The Indypendent’s Linda Martín Alcoff spoke with Nassim Noroozi, a guest lecturer at McGill University and Concordia University in Montreal. Noroozi’s work focuses on ethics of resistance in today’s neo-colonial context and the modes of mainstream perceptions of the Iranian opposition.
What do you think inspired the recent protest movement in Iran?
Iranians are not alien to protesting in the past decades, and dissent against the Islamic Republic and its violent episodes is probably as old as the government itself. Sanctions, inflation, the withdrawal from the nuclear deal by Trump and the downing of the Ukranian airplane in 2020 led to protests and some were brutally suppressed, further deepening the deep-seated anger and resentment against the government.

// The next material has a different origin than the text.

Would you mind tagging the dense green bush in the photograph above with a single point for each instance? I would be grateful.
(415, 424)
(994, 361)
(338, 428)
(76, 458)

But a timeline might help to situate the recent uprising which was originally against the morality police. The death of Mahsa Amini was the third incident that happened with the police in a rather short period of time. The morality police are in charge of ensuring that “Islamic” attire, conventions and dress codes are followed and they use police vans to capture those who do not have the proper attire. This is not a new system of policing and did not start with the Islamic revolution, although it did become more systemic after it. We have poems about it at least from seven centuries ago. Hafez, the great 14th century Iranian thinker and poet, presented sarcastic interpretations of their role and taunted the obsequious and contradictory character of these morality officers. But focusing on the more recent time span will help us situate the movement in the current global context.
The first incident occurred between two women on a bus: one with Islamic attire and one without. The video of their spat circulated over media when the woman who was not wearing a headscarf started filming, saying “I will send this to the whole world so they can see” and the other woman shouted “I will have IRGC (Islamic Revolutionary Guard Corps) arrest you.” The back and forth showed the divisive force of imposed headscarves, as well as the external factors that play a role in it. To everyone’s surprise, the girl without the headscarf was arrested and later appeared on TV making a ‘confession,’ with her face looking gloomy and possibly beaten up. It was a shocking authoritarian use of power over a frivolous spat. The girl was released but the incident was not forgotten.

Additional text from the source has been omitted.